この芦北高校の復活劇を支えてきたのが、熊本県内のジュニア育成の盛り上がりだ。まず、芦北にJKA芦北ジュニア新体操クラブが発足し、2014年には初めて全日本ジュニアに団体で出場している。さらに、芦北高校の台頭でインターハイ出場が途切れた水俣高校のお膝元・水俣の水俣ジュニアも活動を本格化。年々、クラブ員も増え、力もつけてきた。2019年には、全日本ジュニアで水俣ジュニアが3位、芦北ジュニアが6位と熊本旋風を巻き起こした。

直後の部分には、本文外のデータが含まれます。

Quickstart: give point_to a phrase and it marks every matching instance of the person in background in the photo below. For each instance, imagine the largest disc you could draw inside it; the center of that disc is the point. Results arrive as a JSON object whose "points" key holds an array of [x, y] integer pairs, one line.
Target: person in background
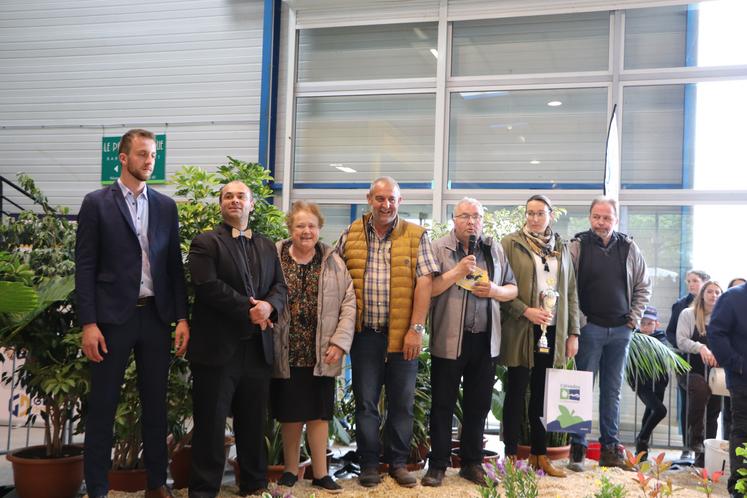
{"points": [[239, 294], [650, 391], [692, 338], [541, 263], [613, 291], [311, 337], [473, 278], [694, 280], [391, 262], [726, 408], [727, 335], [129, 285]]}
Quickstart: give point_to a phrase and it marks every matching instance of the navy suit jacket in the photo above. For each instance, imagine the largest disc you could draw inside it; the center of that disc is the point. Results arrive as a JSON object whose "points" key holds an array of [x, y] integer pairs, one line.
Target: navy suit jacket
{"points": [[108, 258]]}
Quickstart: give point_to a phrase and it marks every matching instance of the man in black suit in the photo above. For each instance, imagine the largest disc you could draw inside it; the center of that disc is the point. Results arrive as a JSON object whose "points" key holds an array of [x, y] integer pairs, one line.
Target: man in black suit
{"points": [[130, 288], [239, 292]]}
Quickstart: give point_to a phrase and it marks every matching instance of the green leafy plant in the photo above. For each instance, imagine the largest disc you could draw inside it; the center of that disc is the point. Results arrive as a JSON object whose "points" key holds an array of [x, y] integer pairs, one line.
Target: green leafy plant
{"points": [[649, 474], [43, 329], [741, 485], [649, 358], [608, 489]]}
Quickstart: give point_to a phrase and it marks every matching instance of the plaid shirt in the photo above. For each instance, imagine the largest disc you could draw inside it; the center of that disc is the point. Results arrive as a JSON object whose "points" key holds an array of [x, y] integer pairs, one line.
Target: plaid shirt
{"points": [[378, 268]]}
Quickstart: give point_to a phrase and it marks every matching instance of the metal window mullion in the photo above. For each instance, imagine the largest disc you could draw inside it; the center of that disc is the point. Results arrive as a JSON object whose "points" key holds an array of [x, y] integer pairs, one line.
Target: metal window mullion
{"points": [[290, 110], [441, 131]]}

今年の芦北高校の団体メンバーは6人全員がジュニアからの新体操経験者だ。芦北ジュニアから3人、水俣ジュニアが2人、1人は鹿児島のシュテル新体操クラブ出身。2015年に久しぶりのインターハイ出場を果たしたときからすれば、各段のレベルアップを果たしている。芦北ジュニア、水俣ジュニアともに指導陣の多くが、水俣高校黄金期の選手たちだ。クラブは違っても彼らに共通しているのは、「(男子新体操の)強い熊本を復活させたい!」という思いであり、自らが受けてきた指導に基づく「美しい体操」を、子ども達に伝えようとしている。
「強い熊本」復活への土台作りは着々と進んできている。2019年の九州ブロック大会では、神埼清明、小林秀峰という双璧の一角を崩し、久々の準優勝。小林秀峰にミスがあったとはいえ、1つのミスで順位が変わるところまでは芦北の力がついていることを証明してみせた。

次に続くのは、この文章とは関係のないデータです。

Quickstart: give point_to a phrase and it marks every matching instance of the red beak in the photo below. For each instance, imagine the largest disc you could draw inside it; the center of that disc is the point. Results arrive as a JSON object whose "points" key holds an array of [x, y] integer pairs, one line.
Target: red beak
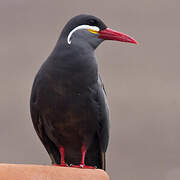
{"points": [[109, 34]]}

今年は、さらなる飛躍も目指せる、そんなメンバーが揃った芦北高校には、いよいよ上位争いにも加わっていける力が備わりつつあった。選手たちにも期するものはあったはずだ。
しかし、新型コロナの感染拡大による休校、部活中止、それがやっと明けたところで豪雨災害に見舞われ、大切なフロアマットは泥にまみれた。豪雨後、一番近い大会だったオンライン選手権への出場は無理かと案じられたが、こんな状況だからこそ出たい、という選手たちの気持ちは揺るがなかった。
キャプテンの岩永京大(2年)の家は、老舗の醤油店だ。その店舗、工場、自宅すべてが被災した。学校が休校になっていた期間は、岩永も、家族とともに泥出しなどの作業に明け暮れたという。とても新体操どころではなかった? と岩永にきくと、
「いえ、じつは豪雨の最中も、マットは大丈夫か、試合に向けての練習はできるのか? 大会(9月の岐阜フェスタに出場予定だった)に間に合うか? と考えていました。」
という答えが返ってきた。家業さえ存続の危機に陥るような災害のさなか、「新体操できるのか?」などと口には出せなかったかもしれない。が、それがスポーツに懸けている高校生の素直な気持ちだろうと思う。

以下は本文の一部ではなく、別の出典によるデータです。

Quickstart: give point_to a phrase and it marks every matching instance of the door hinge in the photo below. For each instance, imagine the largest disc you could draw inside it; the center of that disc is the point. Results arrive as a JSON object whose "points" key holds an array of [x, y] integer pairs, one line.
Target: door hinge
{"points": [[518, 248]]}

6人の団体メンバー中3人は家も被災している。普通の暮らしはまだ戻ってきていないはずだ。そんな中でも、新体操の練習をし、オンライン選手権に出場する。それは贅沢でも、不謹慎でもない。ジュニア時代からずっと打ち込んできた新体操なのだから。インターハイすらなくなったこの夏、彼らは、このオンライン選手権に懸けている。
そして、この困難を乗り越えたならばきっと、「熊本の男子新体操」はもっと強くなる。